There is a musician whose work might be missing from your iPods: David "Honeyboy" Edwards. He was a blues icon who passed away in August at the age of 95, but his friends are working tirelessly to preserve his legacy. Next week, they are holding a special benefit concert at Buddy Guy's Legends in downtown Chicago on a date that Edwards set months before his death: October 19.
On that same day, my younger brother David turns 22. David is a senior at my undergraduate alma mater, the University of Illinois at Chicago, majoring in English. (I majored in marketing.)
But David has such a passion for music that he works as a promoter for his friends' rap group called F.O.C. (Focused On Cash).
One member of F.O.C., Anthony "Ace Boogie" Williams, listens to old music to get inspired for his solo projects. Whether it's a jazzy saxophone intro or a bluesy bass line, Ace Boogie tries to infuse something from "the old school" into his music. He realizes that folks like Honeyboy Edwards paved the way for him to do what he does.

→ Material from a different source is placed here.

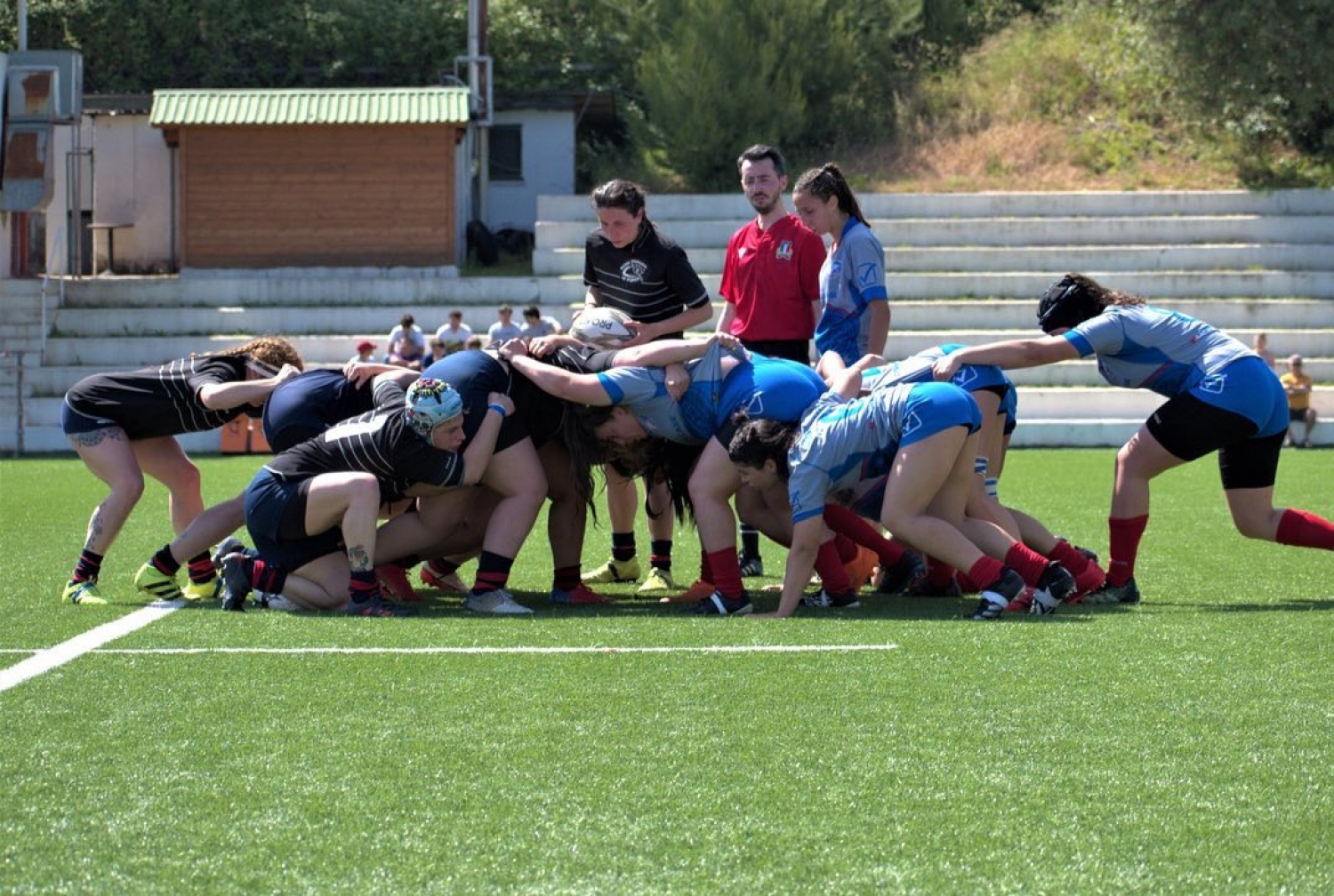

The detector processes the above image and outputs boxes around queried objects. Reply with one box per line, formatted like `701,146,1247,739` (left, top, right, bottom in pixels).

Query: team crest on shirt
904,411,922,439
621,259,648,283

Sampling has always been a controversial issue in music for philosophical and legal reasons. Some folks feel that artists are being lazy when they include a melody from an existing song. But if you look at the success of Jay-Z and Kanye West's nod to Otis Redding's "Try A Little Tenderness" in their hit song named after Redding, you will see that there's nothing wrong with using the past as a compass for the future.
Mr. Honeyboy Edwards was well known for the quote: "The World Don't Owe Me Nothing." But after learning about him this week, I strongly disagree. The music industry in particular owes him more than just a Lifetime Achievement Grammy but a special place in the arts programs it sponsors.
He's not here anymore, but his music is here to stay.